Nouvelle Zélande : séisme meurtrier
23 février 2011
Hier, mardi 22 février à l’heure du déjeuner (12h50 heure locale), un puissant séisme de 6.3 sur l’échelle de Richter a frappé Christchurch, la deuxième plus grande ville de Nouvelle-Zélande qui compte près de 400 000 habitants.
Vision du Monde Nouvelle-Zélande travaille avec l’Armée du Salut néo-zélandaise pour contribuer aux efforts de secours.
Selon Bob Parker, le maire de la ville, à l’heure d’aujourd’hui on fait état de 75 morts et de 300 personnes portées disparues, mais le bilan est malheureusement susceptible de s’alourdir d’heure en heure au vu de l’ampleur des dégâts. Le gouvernement néo-zélandais a décrété l’état d’urgence niveau 3 (le plus haut niveau).
Un séisme plus puissant, d’intensité 7, avait déjà touché la région en septembre dernier mais celui d’hier, bien que moins fort, a fait plus de dégâts car son épicentre était plus proche de la surface de la terre et de Christchurch.
Une situation sans précédent dans une région pourtant à forte activité sismique
Selon Vision du Monde Nouvelle-Zélande, un bureau qui gère des programmes de développement sur différents continents tout comme Vision du Monde France, les dégâts à Christchurch sont très importants. De nombreux bâtiments se sont effondrés ou sont en feu, dont des hôpitaux et des écoles. Les lignes téléphoniques sont coupées, les secours débordés et à court d’ambulances, les policiers évacuent désormais les survivants dans leurs propres voitures personnelles. Trois centres ont été ouverts pour accueillir les blessés et les survivants.
La Nouvelle-Zélande est située au-dessus d'une région de la planète où deux plaques tectoniques entrent en collision. Le pays enregistre plus de 14 000 tremblements de terre par an — mais seulement environ 150 sont ressentis par les habitants. Moins de 10 d'entre eux causent des dommages.

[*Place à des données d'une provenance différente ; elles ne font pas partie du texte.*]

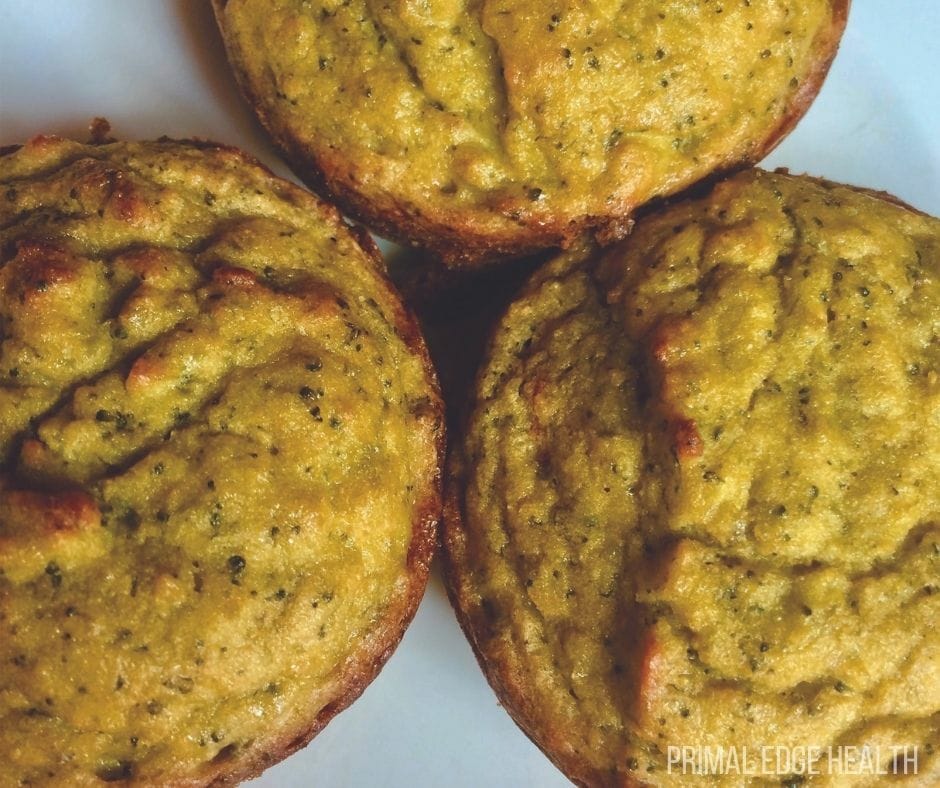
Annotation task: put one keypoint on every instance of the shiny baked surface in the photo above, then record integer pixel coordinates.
(476, 128)
(218, 489)
(700, 496)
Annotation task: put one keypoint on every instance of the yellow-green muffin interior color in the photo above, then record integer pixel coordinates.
(701, 501)
(219, 446)
(512, 122)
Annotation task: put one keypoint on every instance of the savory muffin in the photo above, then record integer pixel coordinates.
(220, 440)
(507, 126)
(698, 501)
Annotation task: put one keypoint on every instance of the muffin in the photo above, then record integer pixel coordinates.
(219, 488)
(698, 500)
(492, 129)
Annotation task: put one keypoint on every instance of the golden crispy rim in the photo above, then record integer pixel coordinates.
(458, 239)
(364, 664)
(503, 672)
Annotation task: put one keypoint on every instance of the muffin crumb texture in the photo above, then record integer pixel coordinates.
(512, 125)
(218, 464)
(702, 501)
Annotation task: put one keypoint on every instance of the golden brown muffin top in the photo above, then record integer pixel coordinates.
(219, 464)
(512, 124)
(702, 486)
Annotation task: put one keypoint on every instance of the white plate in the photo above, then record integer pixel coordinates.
(156, 67)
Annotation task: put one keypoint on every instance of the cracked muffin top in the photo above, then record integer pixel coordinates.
(506, 126)
(219, 470)
(698, 501)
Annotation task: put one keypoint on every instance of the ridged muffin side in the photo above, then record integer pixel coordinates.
(481, 130)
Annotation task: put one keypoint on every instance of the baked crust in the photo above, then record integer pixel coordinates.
(410, 205)
(62, 515)
(498, 546)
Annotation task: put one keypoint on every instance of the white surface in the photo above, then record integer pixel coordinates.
(156, 67)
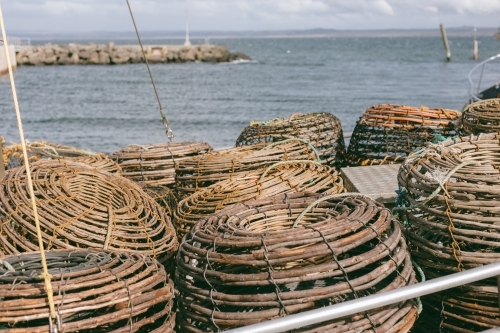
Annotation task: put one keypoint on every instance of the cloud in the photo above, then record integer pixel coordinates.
(112, 15)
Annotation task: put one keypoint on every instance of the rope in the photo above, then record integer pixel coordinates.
(328, 197)
(45, 275)
(169, 132)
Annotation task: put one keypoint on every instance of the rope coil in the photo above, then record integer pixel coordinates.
(321, 129)
(199, 172)
(154, 164)
(261, 268)
(293, 176)
(452, 225)
(77, 205)
(388, 133)
(95, 291)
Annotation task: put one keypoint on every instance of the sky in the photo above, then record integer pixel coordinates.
(69, 16)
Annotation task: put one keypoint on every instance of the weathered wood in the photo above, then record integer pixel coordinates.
(100, 291)
(247, 263)
(2, 162)
(73, 205)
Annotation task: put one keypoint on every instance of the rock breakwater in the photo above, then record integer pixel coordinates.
(111, 54)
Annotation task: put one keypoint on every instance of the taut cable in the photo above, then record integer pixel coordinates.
(45, 275)
(170, 134)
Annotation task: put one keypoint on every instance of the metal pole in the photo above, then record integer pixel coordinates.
(361, 305)
(445, 41)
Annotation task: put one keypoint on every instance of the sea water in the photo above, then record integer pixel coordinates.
(104, 108)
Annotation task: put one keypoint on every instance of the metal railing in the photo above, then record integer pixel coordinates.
(374, 301)
(473, 93)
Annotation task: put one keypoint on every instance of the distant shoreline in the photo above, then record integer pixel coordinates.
(310, 33)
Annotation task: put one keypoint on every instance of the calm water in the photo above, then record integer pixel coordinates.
(104, 108)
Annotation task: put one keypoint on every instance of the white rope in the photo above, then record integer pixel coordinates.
(45, 275)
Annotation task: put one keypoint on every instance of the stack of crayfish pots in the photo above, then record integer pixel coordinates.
(109, 245)
(323, 130)
(388, 133)
(152, 166)
(452, 223)
(265, 230)
(290, 253)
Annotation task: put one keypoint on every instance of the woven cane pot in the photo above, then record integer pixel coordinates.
(282, 177)
(388, 133)
(322, 129)
(154, 164)
(290, 253)
(452, 191)
(93, 292)
(37, 150)
(482, 117)
(81, 207)
(199, 172)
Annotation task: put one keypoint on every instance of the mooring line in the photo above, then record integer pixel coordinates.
(45, 275)
(169, 132)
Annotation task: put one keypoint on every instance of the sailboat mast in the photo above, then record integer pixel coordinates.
(187, 42)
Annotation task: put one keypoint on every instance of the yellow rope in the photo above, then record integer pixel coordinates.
(45, 275)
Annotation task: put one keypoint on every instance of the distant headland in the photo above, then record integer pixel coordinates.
(111, 54)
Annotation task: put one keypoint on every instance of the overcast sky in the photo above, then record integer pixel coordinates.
(237, 15)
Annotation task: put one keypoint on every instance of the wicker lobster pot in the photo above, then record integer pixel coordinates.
(323, 130)
(456, 226)
(388, 133)
(81, 207)
(154, 165)
(37, 150)
(282, 177)
(163, 196)
(93, 292)
(482, 117)
(202, 171)
(290, 253)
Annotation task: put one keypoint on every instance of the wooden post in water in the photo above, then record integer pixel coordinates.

En septembre dernier, plus de 20 répliques avaient été par la suite ressenties dans la ville et avaient entraîné une prolongation de l'état d'urgence. Il est probable que de nouvelles répliques aient lieu dans les prochaines heures et prochains jours, ce qui rend le travail des secouristes néo-zélandais d’autant plus urgent.
La réaction des bureaux néo-zélandais et australiens de Vision du Monde
Lors du dernier séisme en septembre, les bureaux de Vision du Monde Nouvelle-Zélande, plutôt habitués à gérer l’aide humanitaire dans les pays en développement, avaient apporté leur soutien à la population néo-zélandaise en distribuant de la nourriture aux personnes sinistrées.
En ce moment, vu l’ampleur considérable des dégâts, Vision du Monde Nouvelle-Zélande travaille activement avec l’Armée du Salut néo-zélandaise pour déterminer comment elle peut participer efficacement aux efforts de secours sur le terrain. L’urgence est aussi à la protection des nombreux enfants en état de choc, c’est pourquoi Vision du Monde Nouvelle-Zélande distribue actuellement, avec l’aide d’associations locales, un livret de recommandations pratiques à l’attention de ceux qui ont la charge d’un ou de plusieurs enfants. Enfin, Vision du Monde Australie travaille étroitement avec les bureaux en Nouvelle-Zélande pour apporter aussi son soutien.